Donchian’s Trading Guidelines


Richard D. Donchian is a well-know Wall Street technician of recent times. He is also known as the father of trend following. Many modern trend following systems, such as the Turtle Trading system, are based on his work.

Based on his experiences over time, Donchian developed 20 trading guidelines split into two groups: eleven general guidelines and nine technical guidelines. These guidelines provide deep insight to traders in any type of market.

These guidelines are listed below however they have been paraphrased for a clearer explanation.

Donchian’s General Guidelines

1. Beware of acting immediately on widespread public opinion. Even if it is correct, it will usually delay the move.

2. From a period of dullness and inactivity, watch for and prepare to follow a move in the direction in which volume increases.

3. Limit losses and ride profits, irrespective of all other rules.

4. Light commitments are advisable when a market position is not certain. Clearly defined moves are signalled frequently enough to make life interesting, and concentration on these moves to the virtual exclusion of others will prevent unprofitable whipsawing.

5. Seldom take a position in the direction of an immediately preceding three-day move. Wait for a one-day reversal.

6. Judicious uses of stop orders are a valuable aid to profitable trading. Stops may be used to protect profits. Stop orders are apt to be more valuable and less treacherous if used in proper relation to the chart formation.

7. In a market in which upswings are likely to equal or exceed downswings, a heavier position should be taken for the upswings for percentage reasons; a decline from 50 to 25 will net only 50% profit, whereas an advance from 25 to 50 will net 100%.

8. In taking a position, price orders are allowable. In closing a position, use “market” orders.

9. Buy strong-acting, strong-background commodities and sell weak ones subject to all other rules.

10. Moves in which rails lead or participate strongly are usually worth following more than moves in which rails lag.

11. A study of the capitalization of a company, the degree of activity of an issue and whether the issue is a lethargic truck horse like Consolidated Edison or a spirited, volatile race horse like Case Threshing Machine is fully as important as a study of statistical reports.

Donchian’s Technical Guidelines

1. A move followed by a sideways range often precedes another move of almost equal extent in the same direction as the original move. Generally, when the second move from the sideways range has run its course, a counter move approaching the sideways range may be expected.

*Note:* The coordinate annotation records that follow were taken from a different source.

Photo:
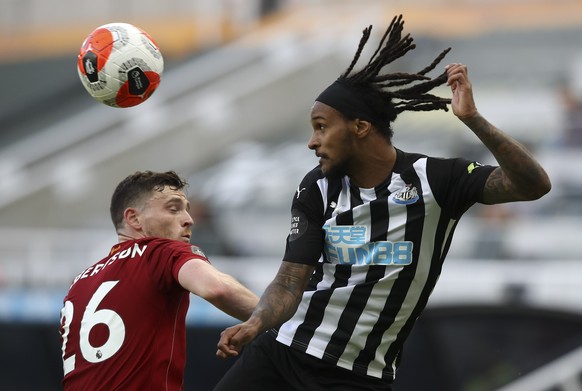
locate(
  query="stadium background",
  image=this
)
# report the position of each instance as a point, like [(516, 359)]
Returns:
[(231, 115)]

2. Reversal or resistance to a move is likely to be encountered

  • On reaching levels at which in the past, the commodity has fluctuated for a considerable length of time within a narrow range
  • On approaching highs or lows

3. Watch for good buying or selling opportunities when trend lines are approa ched, especially on medium or dull volume. Be sure such a line has not been hugged or hit too frequently.

4. Watch for “crawling along” or repeated bumping of minor or major trend lines and prepare to see such trend lines broken.

5. Breaking of minor trend lines counter to the major trend gives most other important position taking signals. Positions can be taken or reversed on stop at such places.

6. Triangles of ether slope may mean either accumulation or distribution depending on other considerations although triangles are usually broken on the flat side.

7. Watch for volume climax, especially after a long move.

8. Don’t count on gaps being closed unless you can distinguish between breakaway gaps, normal gaps and exhaustion gaps.

9. During a move, take or increase positions in the direction of the move at the market the morning following any one-day reversal, however slight the reversal may be, especially if volume declines on the reversal.


In conclusion we can say that three themes clearly emerge out from these rules. First, direction of the underlying trend determines position preference. Hence, traders should focus on long positions during an uptrend and short positions during a downtrend. Second, volume plays an important part in the analysis process. Therefore, price moves in the direction of the bigger trend should be on higher volume, while counter trend moves should be on lower volume. However, it may be noted that volume climaxes can mark the end of an extended move. Third, trading ranges and consolidations are important chart patterns. While long consolidations can mark reversals and future support or resistance levels, short consolidations frequently mark a rest in the ongoing trend.